In “Spreading Freedom And Saving Money: The Fiscal Impact of the D.C. Voucher Program,” Susan Aud, senior fellow at the Friedman Foundation, and Leon Michos, adjunct professor of economics at George Washington University, evaluate changes to the D.C. voucher program that would create incentives for public schools to improve - and still save the city $3 million even without the federal funding included in the current program.
The authors argue that the process by which the D.C. Public School System (DCPS) and its schools are funded is not conducive to efficiency or excellence. Under the program’s current design, DCPS is rewarded for declining enrollment.
“Although market forces are one of the primary rationales behind voucher programs, such forces are reversed in the D.C. voucher plan. There is, in fact, a financial incentive for the District and DCPS to encourage students to leave their system,” the authors report. In other words, public schools are not losing money for students they do not have to educate.

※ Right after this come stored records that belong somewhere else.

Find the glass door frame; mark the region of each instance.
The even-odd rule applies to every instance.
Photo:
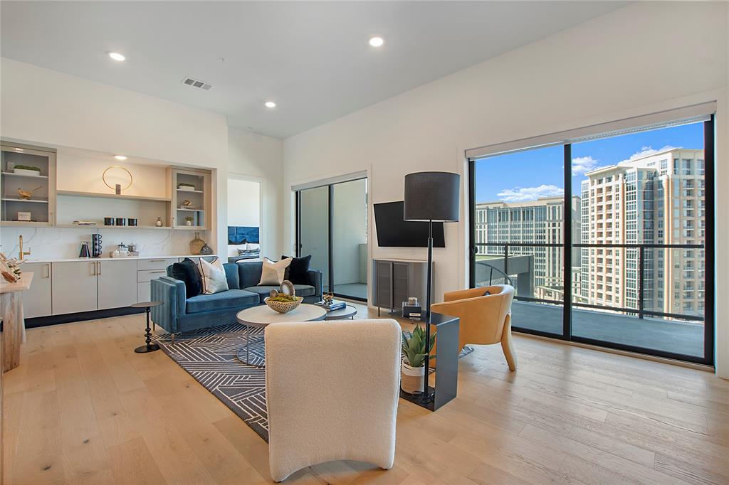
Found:
[[[295,230],[295,248],[296,248],[296,257],[301,257],[301,192],[303,190],[309,190],[311,189],[319,189],[321,187],[327,187],[329,190],[328,199],[327,201],[327,205],[328,208],[328,223],[327,223],[327,232],[329,233],[328,237],[328,247],[327,247],[327,256],[328,256],[328,269],[329,269],[329,288],[324,288],[324,291],[328,293],[334,294],[335,296],[339,296],[340,298],[346,298],[349,300],[354,300],[356,301],[364,301],[367,302],[367,299],[359,298],[357,296],[352,296],[351,295],[344,295],[335,292],[335,277],[334,277],[334,186],[338,184],[346,184],[347,182],[354,182],[358,180],[367,180],[367,177],[356,177],[354,178],[351,178],[348,180],[338,181],[333,184],[324,184],[320,186],[307,187],[306,189],[302,189],[295,192],[295,212],[296,214],[296,230]],[[367,202],[367,208],[369,208],[369,202]],[[369,208],[367,208],[369,210]],[[365,215],[367,216],[367,215]],[[367,287],[367,292],[369,292],[369,285]]]
[[[676,360],[683,360],[686,362],[693,362],[695,363],[703,364],[706,366],[713,366],[714,363],[714,319],[715,319],[715,267],[714,267],[714,257],[715,257],[715,242],[714,242],[714,203],[716,201],[715,194],[714,194],[714,115],[712,114],[709,119],[703,122],[703,145],[704,145],[704,180],[705,180],[705,194],[704,200],[706,201],[705,208],[706,213],[704,216],[704,221],[706,221],[705,228],[705,235],[704,235],[704,242],[703,245],[703,249],[704,250],[704,272],[705,272],[705,287],[706,290],[704,292],[704,313],[703,313],[703,355],[702,357],[698,357],[696,355],[689,355],[685,354],[677,354],[671,352],[666,352],[663,350],[660,350],[658,349],[650,349],[647,347],[636,347],[632,345],[628,345],[625,344],[621,344],[614,342],[599,340],[596,339],[590,339],[588,337],[580,336],[578,335],[574,335],[572,332],[572,250],[574,248],[582,248],[582,247],[592,247],[594,245],[585,245],[582,244],[581,241],[572,241],[572,217],[568,216],[569,208],[570,207],[570,200],[572,197],[572,142],[566,141],[563,143],[553,143],[553,146],[562,145],[564,147],[564,210],[562,211],[563,215],[563,230],[564,230],[564,237],[563,242],[559,243],[552,243],[552,244],[539,244],[539,245],[549,245],[553,247],[560,247],[562,248],[563,253],[563,299],[561,301],[562,306],[562,334],[556,334],[550,332],[542,331],[539,330],[534,330],[531,328],[527,328],[524,327],[520,327],[517,325],[514,325],[512,323],[512,328],[515,331],[524,334],[530,334],[532,335],[537,335],[539,336],[544,336],[550,339],[555,339],[558,340],[565,340],[569,342],[575,342],[582,344],[587,344],[590,345],[595,345],[597,347],[604,347],[611,349],[615,349],[617,350],[623,350],[626,352],[631,352],[634,353],[646,354],[648,355],[653,355],[655,357],[660,357],[664,358],[673,359]],[[539,148],[542,148],[545,146],[539,146]],[[537,148],[537,147],[535,147]],[[476,242],[476,177],[475,177],[475,163],[477,160],[474,159],[467,159],[468,162],[468,191],[469,191],[469,231],[468,231],[468,238],[469,238],[469,287],[475,288],[476,285],[476,255],[477,253],[477,242]],[[504,257],[507,258],[505,261],[508,261],[508,244],[494,244],[489,242],[488,245],[506,245],[504,251]],[[514,243],[514,245],[523,245],[519,243]],[[606,247],[609,246],[609,245],[604,245]],[[631,245],[623,245],[625,246],[630,246]],[[650,244],[642,244],[638,245],[641,246],[655,246],[660,248],[661,246],[666,247],[668,249],[681,249],[682,245],[650,245]],[[692,246],[693,248],[693,246]],[[642,264],[641,264],[642,266]],[[641,268],[642,269],[642,268]],[[641,272],[641,280],[642,280],[642,271]],[[530,298],[530,297],[519,297],[515,296],[515,300],[522,300],[522,301],[530,301],[534,302],[543,302],[543,303],[551,303],[553,304],[554,301],[542,300],[541,299]],[[642,310],[642,301],[643,295],[641,294],[641,298],[639,301],[640,307],[640,314],[644,313]],[[583,305],[580,305],[583,306]],[[589,307],[589,306],[588,306]],[[645,312],[646,315],[652,314],[655,316],[670,316],[668,314],[663,315],[662,312]],[[641,317],[642,318],[642,317]]]

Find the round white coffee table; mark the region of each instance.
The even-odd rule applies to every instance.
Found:
[[[313,322],[324,320],[327,316],[327,310],[316,305],[303,303],[296,309],[288,313],[278,313],[271,309],[267,305],[259,305],[241,310],[235,315],[235,320],[241,325],[246,326],[246,348],[241,348],[238,352],[238,360],[249,366],[263,367],[262,365],[253,363],[250,360],[251,328],[265,328],[271,323],[281,322]],[[262,336],[261,337],[262,339]],[[245,355],[245,358],[243,358]]]

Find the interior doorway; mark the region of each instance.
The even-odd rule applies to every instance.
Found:
[[[367,178],[301,189],[296,200],[298,255],[311,255],[324,291],[366,301]]]

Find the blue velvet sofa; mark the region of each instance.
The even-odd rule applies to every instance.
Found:
[[[225,325],[235,321],[235,314],[243,308],[263,303],[272,289],[278,286],[259,286],[263,263],[224,263],[228,290],[212,295],[185,298],[184,282],[172,277],[172,267],[167,276],[152,280],[152,299],[164,304],[152,308],[152,320],[170,334]],[[308,272],[308,285],[294,285],[297,296],[305,303],[321,299],[321,272]]]

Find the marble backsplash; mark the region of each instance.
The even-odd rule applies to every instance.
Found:
[[[104,226],[57,227],[2,227],[0,228],[0,245],[8,256],[17,257],[18,236],[23,235],[25,251],[30,251],[28,259],[55,259],[77,258],[82,241],[91,245],[91,234],[101,234],[104,244],[103,256],[108,256],[120,243],[136,243],[142,256],[187,254],[190,241],[195,231],[172,229],[111,229]],[[200,231],[200,237],[211,245],[209,231]]]

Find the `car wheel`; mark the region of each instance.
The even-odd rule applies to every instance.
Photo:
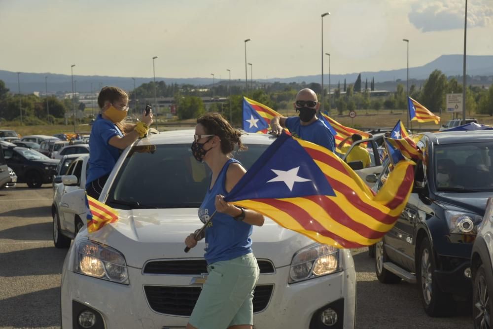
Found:
[[[488,287],[484,266],[482,265],[476,271],[474,286],[472,289],[472,312],[475,329],[491,328],[493,302],[490,299],[490,288]]]
[[[68,248],[70,247],[70,239],[64,235],[60,231],[60,222],[58,212],[53,214],[53,243],[57,248]]]
[[[422,241],[416,266],[420,297],[427,314],[432,317],[447,315],[454,308],[452,296],[441,291],[433,278],[436,262],[429,240]]]
[[[31,188],[38,188],[43,183],[41,175],[35,171],[30,171],[26,175],[26,183]]]
[[[384,263],[387,261],[387,255],[384,248],[384,242],[380,241],[373,245],[375,248],[375,272],[378,281],[382,283],[399,283],[401,278],[384,268]]]
[[[77,236],[77,234],[79,233],[79,231],[81,230],[84,228],[84,223],[82,222],[82,220],[78,217],[75,218],[75,232],[74,234],[74,237]]]

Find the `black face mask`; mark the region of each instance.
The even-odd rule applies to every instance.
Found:
[[[304,106],[302,108],[296,108],[296,111],[299,112],[300,120],[304,122],[310,122],[317,113],[317,110],[312,108]]]
[[[193,142],[192,143],[192,146],[190,147],[190,149],[192,150],[192,154],[193,154],[193,157],[195,158],[195,160],[199,161],[199,162],[204,162],[204,157],[206,156],[206,153],[211,150],[211,148],[208,150],[204,149],[204,146],[209,142],[208,141],[206,143],[199,143],[196,142]]]

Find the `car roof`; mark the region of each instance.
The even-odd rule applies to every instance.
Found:
[[[266,134],[253,134],[242,132],[242,142],[245,144],[265,144],[272,143],[276,137]],[[191,144],[195,129],[165,131],[139,140],[137,145],[160,144]]]
[[[471,142],[493,142],[493,131],[447,131],[424,133],[434,144],[457,144]]]

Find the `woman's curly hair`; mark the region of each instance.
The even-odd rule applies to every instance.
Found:
[[[242,133],[231,126],[226,119],[218,113],[208,113],[197,119],[197,123],[204,126],[208,135],[215,135],[221,140],[221,150],[229,154],[237,145],[238,149],[246,149],[242,143]]]

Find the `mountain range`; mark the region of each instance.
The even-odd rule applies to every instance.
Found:
[[[423,80],[427,78],[434,70],[439,70],[448,76],[462,75],[462,55],[443,55],[427,64],[417,67],[409,68],[409,78],[414,80]],[[493,75],[493,56],[467,55],[467,74],[468,75]],[[348,84],[353,83],[360,73],[353,73],[344,74],[331,74],[331,82],[333,87],[338,81],[341,84],[344,79]],[[362,81],[366,78],[371,80],[375,79],[376,83],[386,81],[395,81],[397,79],[405,81],[406,68],[389,71],[381,71],[376,72],[363,72],[361,74]],[[45,90],[45,77],[48,77],[48,91],[49,93],[70,92],[72,90],[71,76],[67,74],[53,73],[22,73],[20,74],[21,92],[31,93]],[[300,83],[304,81],[307,83],[319,82],[320,74],[302,75],[291,77],[272,78],[259,79],[256,82],[261,83],[274,82]],[[324,74],[325,83],[328,83],[328,74]],[[127,90],[134,89],[134,81],[130,77],[108,76],[99,75],[74,75],[76,91],[80,92],[89,92],[91,91],[91,83],[93,90],[99,90],[102,86],[115,85]],[[0,70],[0,80],[5,83],[7,88],[11,91],[17,93],[18,91],[17,73],[10,71]],[[164,80],[167,84],[174,83],[179,84],[187,83],[194,85],[207,85],[212,83],[210,78],[169,78],[156,77],[156,81]],[[135,85],[138,86],[142,83],[152,80],[152,77],[136,77]],[[244,83],[244,80],[235,80],[235,83]],[[227,83],[227,80],[217,81],[216,83]]]

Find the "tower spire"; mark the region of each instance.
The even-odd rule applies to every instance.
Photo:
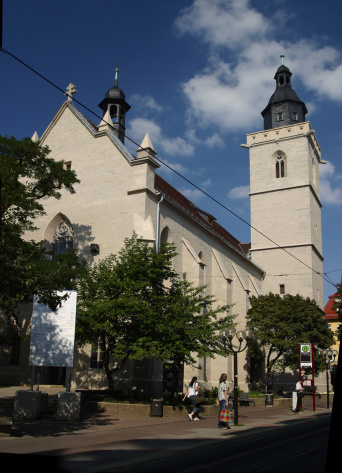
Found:
[[[119,68],[115,68],[114,87],[111,87],[99,107],[103,118],[109,114],[113,121],[114,133],[122,143],[125,142],[125,118],[126,112],[131,106],[126,102],[126,97],[118,84]]]
[[[285,54],[281,54],[280,58],[281,65],[274,76],[276,90],[261,112],[265,130],[305,122],[305,115],[308,113],[305,103],[299,100],[292,88],[292,72],[284,65]]]

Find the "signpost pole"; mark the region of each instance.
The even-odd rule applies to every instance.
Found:
[[[315,361],[314,361],[314,352],[313,352],[313,344],[311,343],[311,360],[312,360],[312,407],[313,411],[316,410],[316,393],[315,393]]]

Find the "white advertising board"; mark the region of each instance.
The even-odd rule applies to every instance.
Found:
[[[38,304],[34,296],[30,366],[73,366],[76,322],[76,291],[63,291],[69,297],[53,312],[47,305]]]

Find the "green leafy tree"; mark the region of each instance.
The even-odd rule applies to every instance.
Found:
[[[57,291],[72,289],[82,263],[75,251],[52,261],[45,242],[25,239],[44,215],[44,200],[61,198],[61,189],[74,193],[79,182],[63,161],[49,158],[49,149],[29,138],[0,136],[0,310],[15,320],[18,304],[33,294],[56,308]]]
[[[172,269],[175,248],[162,244],[156,253],[136,235],[118,255],[87,269],[79,280],[76,339],[99,343],[108,386],[128,359],[171,360],[176,367],[199,356],[223,353],[218,332],[233,316],[214,308],[204,287],[193,287]]]
[[[333,343],[322,310],[314,300],[299,294],[251,297],[247,321],[257,340],[254,350],[265,350],[267,370],[298,369],[299,343],[313,343],[318,348]],[[323,368],[319,358],[317,361],[316,373]]]

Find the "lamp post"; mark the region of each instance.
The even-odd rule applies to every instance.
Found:
[[[227,329],[222,330],[220,332],[221,339],[225,344],[228,351],[233,353],[234,355],[234,425],[238,425],[239,423],[239,411],[238,411],[238,369],[237,369],[237,355],[238,353],[243,352],[246,350],[248,342],[253,338],[253,332],[251,329],[246,328],[245,330],[238,330],[235,331],[234,329]],[[233,338],[236,338],[239,341],[238,348],[233,346]],[[245,341],[245,346],[242,348],[242,343]],[[228,343],[228,346],[226,345]]]
[[[327,377],[327,409],[329,409],[329,371],[330,365],[335,361],[337,351],[333,350],[332,348],[327,348],[326,350],[319,350],[318,353],[325,356],[325,369]]]

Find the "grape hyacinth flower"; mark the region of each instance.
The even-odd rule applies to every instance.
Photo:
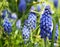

Aud and Michos then evaluate the fiscal impact of several proposed changes to the D.C. program. They find that “The prospect for smaller budgets due to declining enrollments would provide DCPS with the necessary incentive to improve,” under a “locally funded means tested” version of the voucher program. In addition, the authors note the advantages of an expanded universal school choice program: “Given that nearly every voucher student saves D.C. money, it might be beneficial to open the program up to all parents rather than just to a limited number of low-income parents.”